2nd edit; she also hasn't had her feet done in quite awhile. So I don't know if that could effect or change her pastern angles as they are trimmed and gotten back to normal? 
But is something I will keep in mind as well.


----------



## DraftyAiresMum (Jun 1, 2011)

Has she ever had a foal before? If she's a maiden, at her age and with her "eh" conformation, I wouldn't even consider breeding her. The stud would have to be stellar enough to countermand all her faults, which would be no small task. 

Enjoy her, let her be a sassy old lady, and buy a foal already on the ground if you want the experience of raising a foal.
_Posted via Mobile Device_


----------



## Endiku (Dec 6, 2010)

I am 100% against breeding any mare for the first time past about 13-14 years old, and against breeding mares period over 18. Foaling puts a LOT of strain on a mare's body, and it is risky even with an in-shape horse in her prime. I would not put this horse through that at 19 even if she has foaled before.

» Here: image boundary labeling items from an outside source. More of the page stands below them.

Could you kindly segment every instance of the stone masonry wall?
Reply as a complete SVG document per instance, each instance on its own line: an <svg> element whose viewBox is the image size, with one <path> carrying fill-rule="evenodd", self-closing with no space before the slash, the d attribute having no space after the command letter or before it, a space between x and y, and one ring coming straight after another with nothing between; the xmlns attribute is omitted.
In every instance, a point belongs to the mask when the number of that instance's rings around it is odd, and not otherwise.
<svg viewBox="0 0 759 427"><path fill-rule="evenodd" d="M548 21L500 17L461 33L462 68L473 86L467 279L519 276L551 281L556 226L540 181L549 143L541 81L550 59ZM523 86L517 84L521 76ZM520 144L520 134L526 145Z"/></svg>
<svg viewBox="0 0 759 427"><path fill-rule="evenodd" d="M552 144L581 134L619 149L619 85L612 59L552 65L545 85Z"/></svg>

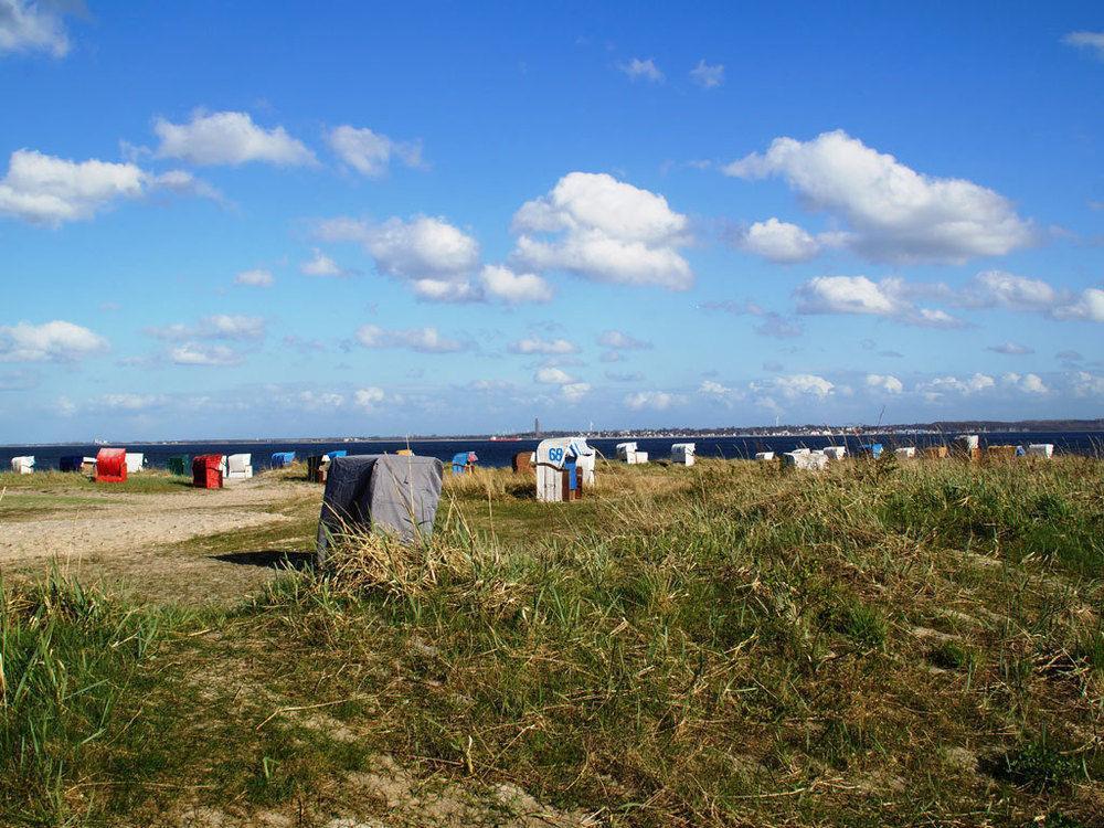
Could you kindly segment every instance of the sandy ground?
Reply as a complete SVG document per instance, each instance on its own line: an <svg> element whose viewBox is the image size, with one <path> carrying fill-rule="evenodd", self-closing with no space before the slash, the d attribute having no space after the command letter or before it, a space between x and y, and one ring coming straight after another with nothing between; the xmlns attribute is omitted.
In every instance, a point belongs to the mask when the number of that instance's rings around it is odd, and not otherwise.
<svg viewBox="0 0 1104 828"><path fill-rule="evenodd" d="M66 573L85 581L114 582L150 598L233 599L272 577L286 561L288 545L205 554L194 544L183 549L184 542L293 524L291 518L273 508L296 503L309 508L320 502L321 487L255 478L221 491L182 487L173 492L120 496L85 490L79 497L97 502L4 522L0 574L42 572L56 560ZM298 562L308 550L296 551L299 554L293 558Z"/></svg>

Her conformation is not bad but it is not amazing either. She's light boned, which will not help her if she has to support weight from pregnancy. Ride her and enjoy her, and let her be.


----------



## Chopsticks (Mar 11, 2012)

i think a proper farrier regiment will absolutely help that pastern angle, which looks mechanical in nature.

i think the mare needs to be fitted up but 19 (especially an easy 19 with no hard career behind her) is still not far from prime of life, maybe a bit out of prime of body but the mind is where you want it to be! 

her muscle is good, her back is good, her confo is not perfect so no, i wouldn't breed her. but i would ride her!


----------